During this time I also tried SuSE because we used it as Linux Networx used it since it was cheaper for HPC than Red Hat. I even had SuSE on my laptop for a few years but didn’t use it too much.

I also tried CAOS Linux because my friend Greg Kurtzer, who developed Warewulf and Perceus, was developing it. I used it on a few small clusters and wrote a few article about it. It was close enough to Red Hat that I was comfortable with it but I still used CentOS on my desktop (old habots die hard).

I also tried Ubuntu during this time and it was nice and easy to use and worked well on laptops so I switched over my laptops to use it. However it did have a slight learning curve so I didn’t switch over any HPC systems to it nor did I switch over any production systems to it.

I still used CentOS until the great “whine” debacle of 2010-2011.

CentOS Community disintegrates

I don’t know the exact data but around 2010 or 2011, the whole CentOS project started to unravel. It didn’t track RHEL updates very quickly, particularly for RHEL 6.x and RHEL 5.6 (CentOS 5.5 was slow enough).

The mailing lists soon filled with users asking about the newer versions. Then the volume on the mailing lists turned up and the “developers” became belligerent, secretive, and amazingly rude. I know they were doing CentOS work on the side, but the fast disintegration of CentOS soon became apparent.

So I was stuck. I couldn’t afford to buy RHEL from Red Hat (maybe the Workstation version but I was looking for the server version) and CentOS was rapidly becoming a steaming pile. I wasn’t ready to jump with both feet into Ubuntu or SusE (worry guys) because I knew RHEL well enough that I could focus on what I wanted to do with it, rather than how to install it and admin it.

Scientific Linux

I had know about Scientific Linux for a while since I work in that field. I had heard some good things about it and I was impressed by the speed that they put out distributions and security updates. So I thought I would give it a try.

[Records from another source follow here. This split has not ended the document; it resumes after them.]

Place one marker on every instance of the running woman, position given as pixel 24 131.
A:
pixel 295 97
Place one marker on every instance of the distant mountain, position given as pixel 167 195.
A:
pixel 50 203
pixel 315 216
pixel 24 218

I grabbed the SL6.1 DVD install iso and put it on my main test system (I use it for all of my storage testing). The installation went very smoothly – exactly like I’m used to. I have a tendency to go a little heavy on the initial package selection so I restrained myself with this installation. However, I did chose the alternative yum repos so I could get some extra stuff. For example, I installed my all time favorites: gkrellm, nedit, and vlc. Easy as pie. But one of the cool things that comes with SL is all of the XFS extra goodies (got to love xfs!).

Summary

I suppose CentOS 6.1 would have been just as easy to install but installing SL6.1 was just as easy, it gave me a few more goodies than CentOS and I won’t be subjected to any of the drama surrounding CentOS. So I get the exact same behavior that I want (RHEL or CentOS), the easy installation (RHEL or CentOS), and I don’t get any of the drama of CentOS and I can afford the price on SL for now. Seems like a good deal and I will definitely be switching over to SL on all my production boxes at home but I’ll still use RHEL on production systems outside home (BTW – Red Hat is doing some great things around the HPC community and file systems and storage so they deserve our support in my opinion.